Trois personnes avaient acquis un bien immobilier en indivision. Pour ce faire, trois prêts avaient été contractés : deux prêts amortissables et un prêt relais. Après le décès de l’un des indivisaires, ses héritiers avait fait valoir une créance à l’encontre de l’indivision au titre du remboursement effectué par leur défunt parent sur ses fonds personnels, tant des prêts amortissables que du prêt relais. La Cour d’appel avait fait droit à leur demande.

Les autres indivisaires avaient alors formé un pourvoi en cassation en considérant que le prêt relais constituait une dépense d’acquisition, et non une dépense de conservation, et ne devait donc pas donner lieu à indemnité.

Les magistrats de la première chambre civile de la Cour de cassation ont confirmé la décision rendue par la Cour d’appel. Se fondant sur l’article 815-13 du Code Civil, la Cour juge que le règlement d’échéances d’emprunts ayant permis l’acquisition d’un immeuble indivis, effectué par un indivisaire au moyen de ses deniers personnels, constitue une dépense nécessaire à la conservation de ce bien. La succession de l’indivisaire défunt était donc titulaire d’une créance sur l’indivision à hauteur des sommes remboursées, créance qui pourra être payée sur l’actif par prélèvement sans attendre le partage (article 815-17 du Code civil).

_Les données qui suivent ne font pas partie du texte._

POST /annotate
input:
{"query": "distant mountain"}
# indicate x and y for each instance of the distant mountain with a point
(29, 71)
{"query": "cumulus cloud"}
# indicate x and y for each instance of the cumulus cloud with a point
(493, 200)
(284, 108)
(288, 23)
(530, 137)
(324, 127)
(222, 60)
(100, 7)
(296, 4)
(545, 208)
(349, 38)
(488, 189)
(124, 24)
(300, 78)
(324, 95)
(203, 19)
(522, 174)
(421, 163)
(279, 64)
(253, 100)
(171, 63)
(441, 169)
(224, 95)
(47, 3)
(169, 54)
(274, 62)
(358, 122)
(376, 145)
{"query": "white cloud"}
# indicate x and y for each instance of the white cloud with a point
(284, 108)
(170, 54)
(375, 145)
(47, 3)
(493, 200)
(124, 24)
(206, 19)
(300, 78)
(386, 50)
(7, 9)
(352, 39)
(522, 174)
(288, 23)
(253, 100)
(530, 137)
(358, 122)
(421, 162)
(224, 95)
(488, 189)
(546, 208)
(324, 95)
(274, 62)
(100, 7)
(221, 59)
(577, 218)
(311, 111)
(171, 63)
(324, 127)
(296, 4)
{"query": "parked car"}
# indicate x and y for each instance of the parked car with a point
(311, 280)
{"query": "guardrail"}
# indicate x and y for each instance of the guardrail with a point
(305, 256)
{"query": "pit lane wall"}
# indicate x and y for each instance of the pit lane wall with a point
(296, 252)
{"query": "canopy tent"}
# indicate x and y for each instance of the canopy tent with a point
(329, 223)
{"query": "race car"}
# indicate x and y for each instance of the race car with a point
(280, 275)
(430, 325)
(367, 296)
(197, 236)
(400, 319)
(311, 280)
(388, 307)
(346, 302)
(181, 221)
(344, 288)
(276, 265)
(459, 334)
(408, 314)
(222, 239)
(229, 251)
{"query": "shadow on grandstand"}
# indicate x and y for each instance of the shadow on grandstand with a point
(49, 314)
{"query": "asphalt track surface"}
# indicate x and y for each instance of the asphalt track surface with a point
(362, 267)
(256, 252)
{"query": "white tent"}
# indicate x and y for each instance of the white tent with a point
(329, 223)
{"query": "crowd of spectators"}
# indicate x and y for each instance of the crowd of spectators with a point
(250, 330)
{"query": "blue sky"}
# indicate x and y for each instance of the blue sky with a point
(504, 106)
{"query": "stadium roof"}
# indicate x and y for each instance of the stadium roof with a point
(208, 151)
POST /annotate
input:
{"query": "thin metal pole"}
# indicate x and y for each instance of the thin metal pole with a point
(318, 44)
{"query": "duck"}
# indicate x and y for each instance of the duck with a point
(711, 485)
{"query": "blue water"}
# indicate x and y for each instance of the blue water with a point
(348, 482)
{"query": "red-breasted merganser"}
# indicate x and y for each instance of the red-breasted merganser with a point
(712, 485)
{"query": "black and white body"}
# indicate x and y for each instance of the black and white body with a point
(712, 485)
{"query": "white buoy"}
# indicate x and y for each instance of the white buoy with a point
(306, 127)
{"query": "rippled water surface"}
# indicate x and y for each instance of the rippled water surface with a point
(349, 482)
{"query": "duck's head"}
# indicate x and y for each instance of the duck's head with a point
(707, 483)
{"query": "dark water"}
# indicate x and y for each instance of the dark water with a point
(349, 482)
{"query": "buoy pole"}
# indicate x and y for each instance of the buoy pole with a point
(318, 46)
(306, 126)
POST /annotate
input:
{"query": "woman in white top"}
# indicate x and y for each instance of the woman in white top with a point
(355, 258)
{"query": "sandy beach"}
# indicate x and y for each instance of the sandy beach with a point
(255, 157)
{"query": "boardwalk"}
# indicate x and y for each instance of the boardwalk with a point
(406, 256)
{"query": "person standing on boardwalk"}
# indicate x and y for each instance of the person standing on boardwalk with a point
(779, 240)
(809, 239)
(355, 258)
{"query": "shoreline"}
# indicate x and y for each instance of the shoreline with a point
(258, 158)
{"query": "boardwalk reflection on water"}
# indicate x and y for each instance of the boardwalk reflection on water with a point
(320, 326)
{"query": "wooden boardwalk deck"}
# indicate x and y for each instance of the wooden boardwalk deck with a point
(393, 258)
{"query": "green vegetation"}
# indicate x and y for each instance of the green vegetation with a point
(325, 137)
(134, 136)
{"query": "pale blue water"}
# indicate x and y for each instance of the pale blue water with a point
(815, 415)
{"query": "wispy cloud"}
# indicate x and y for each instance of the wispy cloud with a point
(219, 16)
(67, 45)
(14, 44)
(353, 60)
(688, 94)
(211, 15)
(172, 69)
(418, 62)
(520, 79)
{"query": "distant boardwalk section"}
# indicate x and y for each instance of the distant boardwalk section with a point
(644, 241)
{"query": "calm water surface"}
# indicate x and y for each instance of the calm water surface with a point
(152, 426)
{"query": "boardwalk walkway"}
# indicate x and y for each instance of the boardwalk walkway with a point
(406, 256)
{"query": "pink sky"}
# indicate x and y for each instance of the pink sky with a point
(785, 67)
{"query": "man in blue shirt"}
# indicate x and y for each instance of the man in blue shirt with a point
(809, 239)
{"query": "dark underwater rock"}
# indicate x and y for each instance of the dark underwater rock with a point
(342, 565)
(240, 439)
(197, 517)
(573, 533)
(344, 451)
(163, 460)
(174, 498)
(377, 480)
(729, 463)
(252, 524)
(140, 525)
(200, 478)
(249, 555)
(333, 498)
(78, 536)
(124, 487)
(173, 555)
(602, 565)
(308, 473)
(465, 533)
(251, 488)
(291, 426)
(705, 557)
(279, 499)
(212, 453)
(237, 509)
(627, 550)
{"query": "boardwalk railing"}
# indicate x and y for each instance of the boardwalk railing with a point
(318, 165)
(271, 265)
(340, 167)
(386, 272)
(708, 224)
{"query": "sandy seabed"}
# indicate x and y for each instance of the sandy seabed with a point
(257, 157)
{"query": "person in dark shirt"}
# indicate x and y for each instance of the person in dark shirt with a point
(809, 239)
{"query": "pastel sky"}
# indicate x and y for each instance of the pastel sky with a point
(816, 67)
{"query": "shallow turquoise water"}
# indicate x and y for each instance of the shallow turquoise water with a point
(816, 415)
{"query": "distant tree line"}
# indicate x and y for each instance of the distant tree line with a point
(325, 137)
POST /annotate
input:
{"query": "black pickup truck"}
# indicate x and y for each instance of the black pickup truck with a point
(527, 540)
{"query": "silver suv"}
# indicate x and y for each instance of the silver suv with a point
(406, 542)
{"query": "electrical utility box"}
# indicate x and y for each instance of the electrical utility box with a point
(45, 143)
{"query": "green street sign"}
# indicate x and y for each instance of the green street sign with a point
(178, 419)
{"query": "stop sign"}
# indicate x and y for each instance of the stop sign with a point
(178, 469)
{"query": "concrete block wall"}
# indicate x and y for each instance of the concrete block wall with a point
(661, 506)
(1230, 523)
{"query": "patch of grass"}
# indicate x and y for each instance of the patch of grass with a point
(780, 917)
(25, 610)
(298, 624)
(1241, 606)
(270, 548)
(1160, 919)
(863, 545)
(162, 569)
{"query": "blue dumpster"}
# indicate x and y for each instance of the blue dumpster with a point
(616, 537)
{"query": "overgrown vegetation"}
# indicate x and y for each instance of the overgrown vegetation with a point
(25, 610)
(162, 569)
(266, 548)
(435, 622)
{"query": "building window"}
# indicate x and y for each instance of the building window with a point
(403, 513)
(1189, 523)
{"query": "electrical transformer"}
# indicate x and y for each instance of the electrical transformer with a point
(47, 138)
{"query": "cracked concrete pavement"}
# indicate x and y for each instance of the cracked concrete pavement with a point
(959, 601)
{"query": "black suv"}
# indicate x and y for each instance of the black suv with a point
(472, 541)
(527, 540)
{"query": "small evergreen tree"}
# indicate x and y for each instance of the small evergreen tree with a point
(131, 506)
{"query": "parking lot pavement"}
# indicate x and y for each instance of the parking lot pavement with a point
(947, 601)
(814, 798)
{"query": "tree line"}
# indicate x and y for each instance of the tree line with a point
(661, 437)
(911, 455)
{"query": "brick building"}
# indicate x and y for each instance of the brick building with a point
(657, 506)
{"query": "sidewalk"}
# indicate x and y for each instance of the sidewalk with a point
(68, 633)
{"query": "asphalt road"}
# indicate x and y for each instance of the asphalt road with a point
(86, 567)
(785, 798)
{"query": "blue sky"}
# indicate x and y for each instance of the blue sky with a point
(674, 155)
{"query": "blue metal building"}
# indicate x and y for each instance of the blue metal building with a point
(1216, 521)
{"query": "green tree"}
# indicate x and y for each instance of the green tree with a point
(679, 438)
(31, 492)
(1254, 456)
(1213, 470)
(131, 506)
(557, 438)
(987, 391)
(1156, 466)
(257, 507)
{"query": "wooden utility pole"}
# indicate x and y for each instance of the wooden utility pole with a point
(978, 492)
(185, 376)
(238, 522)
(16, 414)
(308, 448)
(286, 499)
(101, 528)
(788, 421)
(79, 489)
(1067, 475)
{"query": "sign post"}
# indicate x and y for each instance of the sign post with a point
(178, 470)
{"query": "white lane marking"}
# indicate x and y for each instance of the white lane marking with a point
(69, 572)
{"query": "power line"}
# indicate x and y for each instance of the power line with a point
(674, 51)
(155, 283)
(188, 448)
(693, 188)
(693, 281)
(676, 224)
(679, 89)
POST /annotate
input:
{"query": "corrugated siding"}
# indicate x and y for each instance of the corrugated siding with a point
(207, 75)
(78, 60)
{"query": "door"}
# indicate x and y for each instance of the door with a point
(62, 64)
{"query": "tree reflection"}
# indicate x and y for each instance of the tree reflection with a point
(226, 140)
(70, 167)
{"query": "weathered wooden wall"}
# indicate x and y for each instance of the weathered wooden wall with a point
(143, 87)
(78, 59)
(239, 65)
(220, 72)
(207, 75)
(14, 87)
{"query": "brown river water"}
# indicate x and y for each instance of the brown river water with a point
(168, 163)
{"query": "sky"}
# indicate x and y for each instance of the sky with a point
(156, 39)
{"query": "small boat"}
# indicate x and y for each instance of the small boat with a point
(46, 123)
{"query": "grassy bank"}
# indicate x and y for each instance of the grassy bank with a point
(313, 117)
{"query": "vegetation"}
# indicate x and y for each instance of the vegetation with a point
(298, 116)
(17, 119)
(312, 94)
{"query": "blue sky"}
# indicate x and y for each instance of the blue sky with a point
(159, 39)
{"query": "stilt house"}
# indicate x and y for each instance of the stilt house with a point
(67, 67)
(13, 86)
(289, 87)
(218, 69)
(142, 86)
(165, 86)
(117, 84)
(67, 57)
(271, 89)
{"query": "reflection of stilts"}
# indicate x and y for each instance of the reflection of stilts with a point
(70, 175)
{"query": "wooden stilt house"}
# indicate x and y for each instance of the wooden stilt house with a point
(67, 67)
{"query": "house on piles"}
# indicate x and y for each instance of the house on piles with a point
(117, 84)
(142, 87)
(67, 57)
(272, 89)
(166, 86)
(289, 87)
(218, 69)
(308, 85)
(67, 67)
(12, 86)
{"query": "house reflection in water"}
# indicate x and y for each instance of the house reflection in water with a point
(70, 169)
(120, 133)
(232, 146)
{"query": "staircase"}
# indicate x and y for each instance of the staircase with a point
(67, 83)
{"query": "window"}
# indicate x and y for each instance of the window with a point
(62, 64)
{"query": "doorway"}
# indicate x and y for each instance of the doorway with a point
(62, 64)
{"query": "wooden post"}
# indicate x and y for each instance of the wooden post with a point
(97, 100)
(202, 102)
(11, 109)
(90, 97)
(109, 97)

La Cour avait déjà jugé (Civ. 1re, 7 juin 2006, n° 04-11.524) que, dès lors que des deniers personnels ont été utilisés pour le remboursement d’un prêt ayant servi à l’acquisition d’un bien indivis, l’indivision doit indemniser l’indivisaire ayant procédé au remboursement ; et cela, sans distinction quant à la nature du prêt (prêt amortissable ou prêt relais).

Si l’indivision reste un outil pertinent (le recours à la SCI ne se justifiant pas systématiquement), les enjeux juridiques et financiers, potentiellement complexes, doivent faire l’objet d’une attention toute particulière, afin d’éviter que l’investissement commun ne se termine au tribunal. 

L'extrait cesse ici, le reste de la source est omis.